MODEL_THRESHOLD_PRESETS
A static map of known-good cosine similarity thresholds for popular models:
import { MODEL_THRESHOLD_PRESETS } from '@localmode/core';
console.log(MODEL_THRESHOLD_PRESETS);
// {
// 'Xenova/bge-small-en-v1.5': 0.5,
// 'Xenova/bge-base-en-v1.5': 0.5,
// 'Xenova/all-MiniLM-L6-v2': 0.68,
// 'Xenova/all-MiniLM-L12-v2': 0.7,
// 'nomic-ai/nomic-embed-text-v1.5': 0.55,
// 'Xenova/gte-small': 0.6,
// 'Xenova/gte-base': 0.6,
// 'Xenova/e5-small-v2': 0.6,
// 'Xenova/paraphrase-MiniLM-L6-v2': 0.72,
// }Presets are approximate defaults for cosine similarity. For production use with domain-specific data, use calibrateThreshold() for a data-driven threshold.
getDefaultThreshold()
Safe lookup that returns undefined for unknown models:
import { getDefaultThreshold } from '@localmode/core';
const threshold = getDefaultThreshold('Xenova/bge-small-en-v1.5');
// 0.5
const unknown = getDefaultThreshold('unknown/model');
// undefinedThis is useful for conditional threshold application:
const threshold = getDefaultThreshold(model.modelId);
const results = await db.search(queryVector, {
k: 10,
...(threshold !== undefined && { threshold }),
});Distance Functions
By default, calibrateThreshold() uses cosine similarity. You can use other metrics:
// Default -- cosine similarity scores in [-1, 1]
const { threshold } = await calibrateThreshold({
model,
corpus,
distanceFunction: 'cosine',
});// Euclidean -- scores computed as 1 / (1 + distance), in (0, 1]
const { threshold } = await calibrateThreshold({
model,
corpus,
distanceFunction: 'euclidean',
});// Dot product -- raw dot product scores (any real number)
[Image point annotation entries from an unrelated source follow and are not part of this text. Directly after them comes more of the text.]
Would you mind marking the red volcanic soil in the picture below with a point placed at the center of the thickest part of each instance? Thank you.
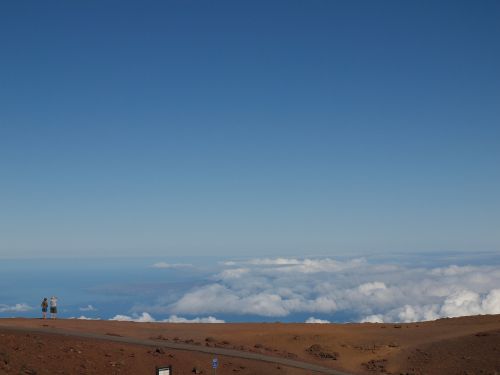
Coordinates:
(468, 345)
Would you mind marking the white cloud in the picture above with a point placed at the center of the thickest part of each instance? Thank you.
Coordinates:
(18, 307)
(313, 320)
(88, 308)
(178, 319)
(166, 265)
(367, 292)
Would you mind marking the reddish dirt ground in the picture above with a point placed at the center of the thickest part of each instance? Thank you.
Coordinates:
(468, 345)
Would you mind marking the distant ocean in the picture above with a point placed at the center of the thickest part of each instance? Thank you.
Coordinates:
(287, 289)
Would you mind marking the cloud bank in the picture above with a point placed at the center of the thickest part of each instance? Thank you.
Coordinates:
(281, 287)
(18, 307)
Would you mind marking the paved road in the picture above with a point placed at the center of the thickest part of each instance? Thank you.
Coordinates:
(178, 346)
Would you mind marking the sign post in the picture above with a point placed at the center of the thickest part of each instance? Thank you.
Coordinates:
(215, 364)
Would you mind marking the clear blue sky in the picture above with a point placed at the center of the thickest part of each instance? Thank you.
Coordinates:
(249, 127)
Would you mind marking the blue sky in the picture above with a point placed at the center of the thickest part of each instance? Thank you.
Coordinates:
(249, 128)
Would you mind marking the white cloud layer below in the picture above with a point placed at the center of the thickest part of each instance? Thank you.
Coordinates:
(368, 292)
(18, 307)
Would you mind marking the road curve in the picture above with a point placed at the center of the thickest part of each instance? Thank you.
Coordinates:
(178, 346)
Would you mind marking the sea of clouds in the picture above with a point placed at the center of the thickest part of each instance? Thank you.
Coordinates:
(311, 290)
(281, 287)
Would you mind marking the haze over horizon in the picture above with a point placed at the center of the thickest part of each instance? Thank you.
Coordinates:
(249, 129)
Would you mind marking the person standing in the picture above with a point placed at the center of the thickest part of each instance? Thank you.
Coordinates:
(45, 305)
(53, 307)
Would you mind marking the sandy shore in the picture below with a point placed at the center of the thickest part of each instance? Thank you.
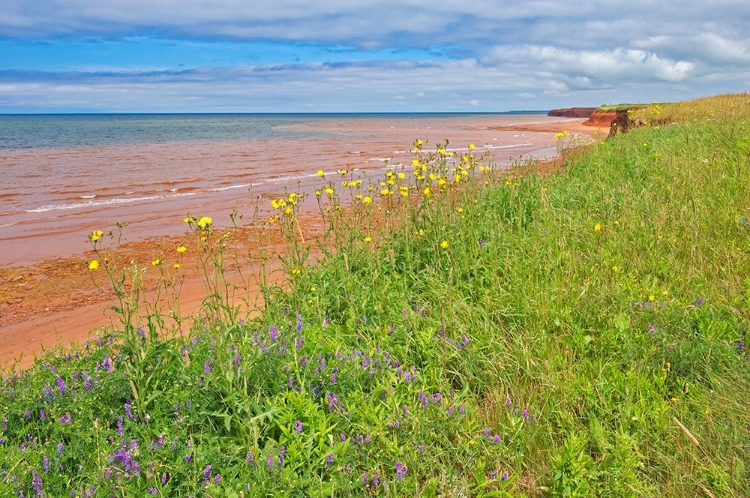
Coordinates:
(57, 303)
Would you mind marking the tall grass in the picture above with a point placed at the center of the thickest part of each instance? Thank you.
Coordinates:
(453, 330)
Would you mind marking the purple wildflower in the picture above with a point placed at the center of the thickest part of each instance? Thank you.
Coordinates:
(128, 412)
(36, 483)
(401, 470)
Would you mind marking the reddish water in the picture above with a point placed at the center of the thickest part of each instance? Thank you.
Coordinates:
(53, 197)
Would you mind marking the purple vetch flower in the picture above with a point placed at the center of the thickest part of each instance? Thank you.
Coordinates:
(107, 364)
(401, 470)
(128, 412)
(36, 483)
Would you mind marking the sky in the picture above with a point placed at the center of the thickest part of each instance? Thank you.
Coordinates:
(59, 56)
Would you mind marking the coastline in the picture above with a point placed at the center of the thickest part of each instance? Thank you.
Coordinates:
(55, 302)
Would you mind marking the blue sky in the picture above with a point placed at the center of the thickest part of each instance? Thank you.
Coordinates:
(365, 55)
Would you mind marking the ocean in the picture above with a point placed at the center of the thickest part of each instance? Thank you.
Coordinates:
(66, 175)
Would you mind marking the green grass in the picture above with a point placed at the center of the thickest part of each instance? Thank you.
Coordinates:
(581, 334)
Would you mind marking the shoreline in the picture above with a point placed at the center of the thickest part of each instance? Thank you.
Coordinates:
(55, 303)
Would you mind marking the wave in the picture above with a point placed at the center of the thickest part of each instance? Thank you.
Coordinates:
(95, 203)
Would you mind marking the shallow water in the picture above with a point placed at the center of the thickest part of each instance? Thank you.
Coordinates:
(68, 175)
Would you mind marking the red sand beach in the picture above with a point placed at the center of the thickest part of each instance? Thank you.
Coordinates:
(47, 296)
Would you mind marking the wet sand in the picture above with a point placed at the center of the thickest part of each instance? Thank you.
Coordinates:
(54, 302)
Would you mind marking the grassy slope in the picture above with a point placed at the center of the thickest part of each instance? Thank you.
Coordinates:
(609, 301)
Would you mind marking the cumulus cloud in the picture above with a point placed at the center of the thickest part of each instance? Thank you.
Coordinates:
(370, 54)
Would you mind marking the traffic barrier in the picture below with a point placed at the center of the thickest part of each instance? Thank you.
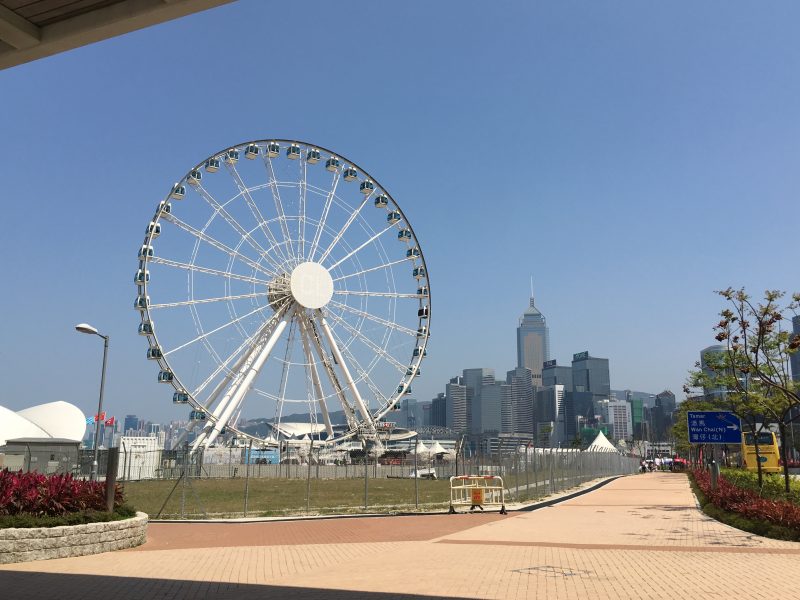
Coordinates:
(477, 491)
const { threshold } = await calibrateThreshold({
model,
corpus,
distanceFunction: 'dot',
});AbortSignal Support
Calibration supports cancellation via AbortSignal:
const controller = new AbortController();
setTimeout(() => controller.abort(), 10000); // 10s timeout
try {
const { threshold } = await calibrateThreshold({
model,
corpus,
abortSignal: controller.signal,
});
} catch (error) {
if (error.name === 'AbortError') {
console.log('Calibration cancelled');
}
}React Hook
The useCalibrateThreshold() hook from @localmode/react wraps calibrateThreshold() with React state management:
import { useCalibrateThreshold } from '@localmode/react';
function ThresholdCalibrator({ model, corpus }) {
const {
calibration,
isCalibrating,
error,
calibrate,
cancel,
clearError,
} = useCalibrateThreshold({ model, percentile: 90 });
return (
<div>
<button onClick={() => calibrate(corpus)} disabled={isCalibrating}>
{isCalibrating ? 'Calibrating...' : 'Calibrate Threshold'}
</button>
{isCalibrating && <button onClick={cancel}>Cancel</button>}
{calibration && (
<div>
<p>Threshold: {calibration.threshold.toFixed(4)}</p>
<p>Mean: {calibration.distribution.mean.toFixed(4)}</p>
<p>Samples: {calibration.sampleSize}</p>
</div>
)}
{error && <p>Error: {error.message}</p>}
</div>
);
}Performance
calibrateThreshold() computes O(n^2) pairwise similarities, capped by maxSamples:
| Samples | Pairs | Pairwise Time | Total (with embedding) |
|---|---|---|---|
| 50 | 1,225 | ~1ms | ~1-3s |
| 100 | 4,950 | ~2ms | ~2-5s |
| 200 (default) | 19,900 | ~5ms | ~3-10s |
| 500 | 124,750 | ~30ms | ~5-20s |
The embedding step dominates runtime. The pairwise computation is negligible for the default maxSamples of 200.
Integration with db.search()
The calibrated threshold integrates directly with the existing search API:
import { calibrateThreshold, createVectorDB, semanticSearch } from '@localmode/core';
// 1. Calibrate once at initialization
const { threshold } = await calibrateThreshold({ model, corpus });
// 2. Use with db.search()
const results = await db.search(queryVector, {
k: 10,
threshold, // Only results above this score are returned
});
// 3. Or with semanticSearch()
const { results: semanticResults } = await semanticSearch({
db,
model,
query: 'my search query',
threshold,
});calibrateThreshold() is purely additive. When no threshold is passed to db.search(), all top-k results are returned as before.